U.S. Ambassador to the European Union Gordon Sondland on Thursday testified to House committees over their impeachment inquiry, saying he and other U.S. diplomats were "disappointed" by President Donald Trump's directive to work with his personal lawyer Rudy Giuliani on Ukraine matters.
In his opening statement for the closed-door testimony, Sondland criticized the president's handling of U.S. foreign policy toward Ukraine on a number of fronts, including Trump's July phone call with Ukrainian President Volodymyr Zelensky requesting that Ukraine probe Democratic presidential hopeful Joe Biden, who served as vice president during the Barack Obama era. Trump had halted nearly 400 million U.S. dollars in aid to Ukraine days before that call.
"Based on the President's direction, we were faced with a choice: We could abandon the goal of a White House meeting for President Zelensky, which we all believed was crucial to strengthening U.S.-Ukrainian ties and furthering long-held U.S. foreign policy goals in the region; or we could do as President Trump directed and talk to Mr. Giuliani to address the president's concerns," Sondland said.
"It was apparent to all of us that the key to changing the president's mind on Ukraine was Mr. Giuliani," Sondland said.
"Inviting a foreign government to undertake investigations for the purpose of influencing an upcoming U.S. election would be wrong. Withholding foreign aid in order to pressure a foreign government to take such steps would be wrong," Sondland said.
However, in his testimony, Sondland said he once asked Trump about what he wanted from Ukraine, and the president responded, "Nothing. There is no quid pro quo."
The ambassador also said he didn't understand until months later that Giuliani was working to push Ukraine to investigate Biden and his son Hunter Biden.
Fiona Hill, former National Security Council Russia adviser, told House committees earlier this week that she and then-National Security Adviser John Bolton were alarmed by Sondland's mention of investigations in a July meeting with senior Ukrainian officials, according to a Wall Street Journal report.

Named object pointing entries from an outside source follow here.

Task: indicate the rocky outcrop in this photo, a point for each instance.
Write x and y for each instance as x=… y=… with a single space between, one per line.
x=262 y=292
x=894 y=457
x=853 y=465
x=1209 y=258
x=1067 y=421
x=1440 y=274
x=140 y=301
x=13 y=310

On Tuesday, Vice President Mike Pence declined to submit documents related to the Trump administration's dealings with Ukraine as requested by a congress request.
In a letter to the House of Representatives, Matthew Morgan, the vice president's counsel, repeated the Trump administration's view that the ongoing impeachment inquiry led by House Democrats is "unfair" and lacks "due process," claiming that Pence's office will cooperate on the probe only when it is conducted "in a manner consistent with well-established bipartisan constitutional protections and a respect for the separation of powers."
Also on Tuesday, Giuliani refused to comply with Congress' demand as well.
House Speaker Nancy Pelosi announced the initiation of a formal impeachment inquiry into Trump on Sept. 24 over the president's conduct during a controversial phone call with his Ukrainian counterpart on July 25.
The impeachment inquiry was prompted by a whistleblower complaint filed in late August alleging that Trump pressured Zelensky to investigate Biden and his son Hunter, whom Trump accused of involvement in a corruption case in Ukraine.
Pelosi and three House committees leading the impeachment inquiry -- Intelligence, Oversight and Reform and Foreign Affairs -- believe Trump's conversation with Zelensky, as well as administration officials' interactions with the Ukrainian authorities before and after the call, manifested "efforts to pressure foreign powers to intervene in the 2020 elections."
Trump has denied wrongdoing, insisting that the call was "perfect" and calling the impeachment inquiry "another witch hunt" against him. The White House also considers the impeachment proceedings illegitimate, citing the absence of a full House vote.
Hunter served on the board of Burisma Holdings, a Ukrainian gas company, while his father oversaw U.S. policy on Ukraine as vice president. Both have denied wrongdoing.
A Fox News Poll released last week saw over half of U.S. respondents support impeachment, a noticeable increase from 42 percent in July.